MORE THAN half (51 per cent) of some respondents interviewed in a recent Afrobarometer survey held in the country have expressed optimism in the ability of the incumbent New Patriotic Party (NPP) administration to improve the living conditions of citizens.
According to the respondents, they believe that things will be “better” or “much better” in 12 months’ time.
The Afrobarometer survey, conducted between 16 September and 3rd October, this year, was led by the Ghana Center for Democratic Development (CDD-Ghana).
It had 2,400 adult Ghanaians as its sample size, which is believed to yield country-level results with a margin of error of +/-2 percentage points at a 95% confidence level.
Respondents also recognised government’s economic successes though but said these were yet to translate into concrete gains.

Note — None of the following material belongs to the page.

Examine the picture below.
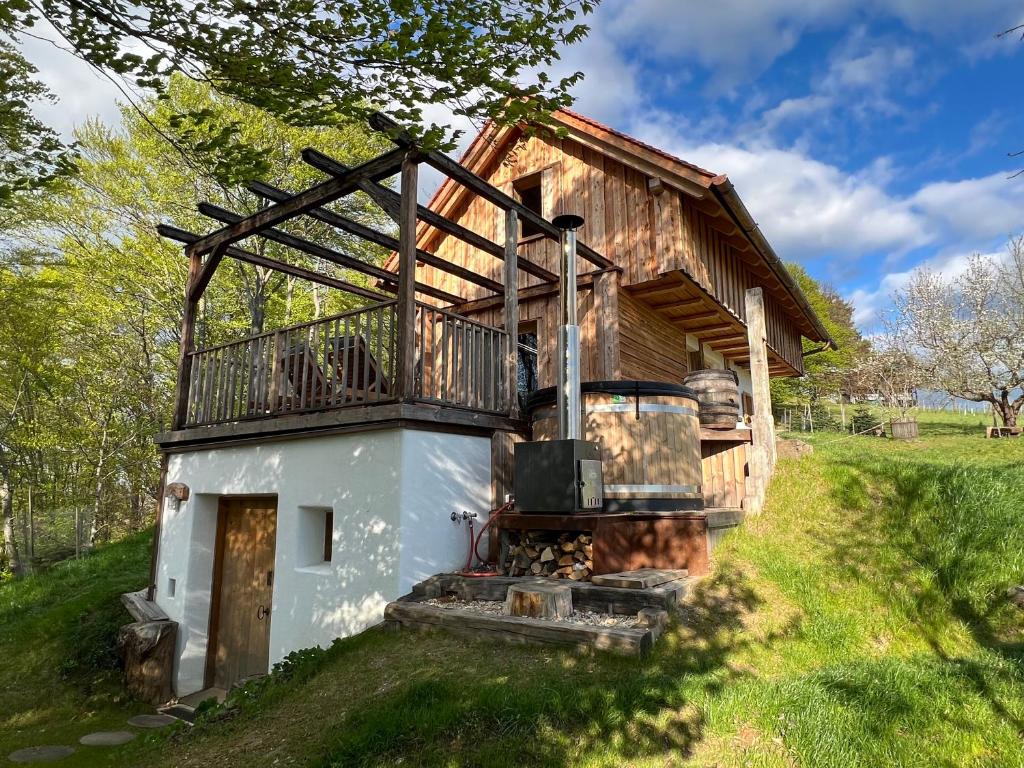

Such gains include the positive reviews from the International Monetary Fund (IMF) and World Bank, the critical economic strides made by government including the successful completion of the IMF bailout programme and also the financial sector clean-up.
“Few citizens are content with the country’s economic situation and their personal living conditions, and a majority says the country is headed in the wrong direction,” it pointed out.
The report said Ghanaians’ approval ratings on indicators of their government’s economic performance had declined sharply compared to 2017.
The report said six in 10 Ghanaians, representing 59 per cent of the respondents, expected government to construct good roads across the country while 39 per cent respondents, mainly comprising the youth, wanted government to provide jobs.
Thirty-eight per cent of respondents also said citizens needed quality education while 27 per cent spoke on the need for government to prioritise health needs of the people.
Impressions of economy
Only three in 10 Ghanaians (30%) described the country’s economic conditions as “fairly good” or “very good,” a modest decline from 35% recorded in 2017.
Fewer than four in 10 (37%) said their personal living conditions were “fairly good” or “very good.” And only 31% said the country’s economic condition had improved over the past 12 months.
Additionally, six in 10 Ghanaians (59%) said the country was “going in the wrong direction while the share of citizens who saw the country as “going in the right direction” declined by 15 percentage points from 2017, to 35%.
“Majorities of citizens say government is performing “fairly bad” or “very badly” in narrowing income gaps (66%), improving the living standards of the poor (56%), and creating jobs (54%).
“Approval ratings on indicators of the government’s economic performance have declined sharply compared to 2017, with approval on management of the economy recording the steepest drop, by 20 percentage points.”
Afrobarometer conducts face-to-face interviews in the language of the respondent’s choice with nationally representative samples.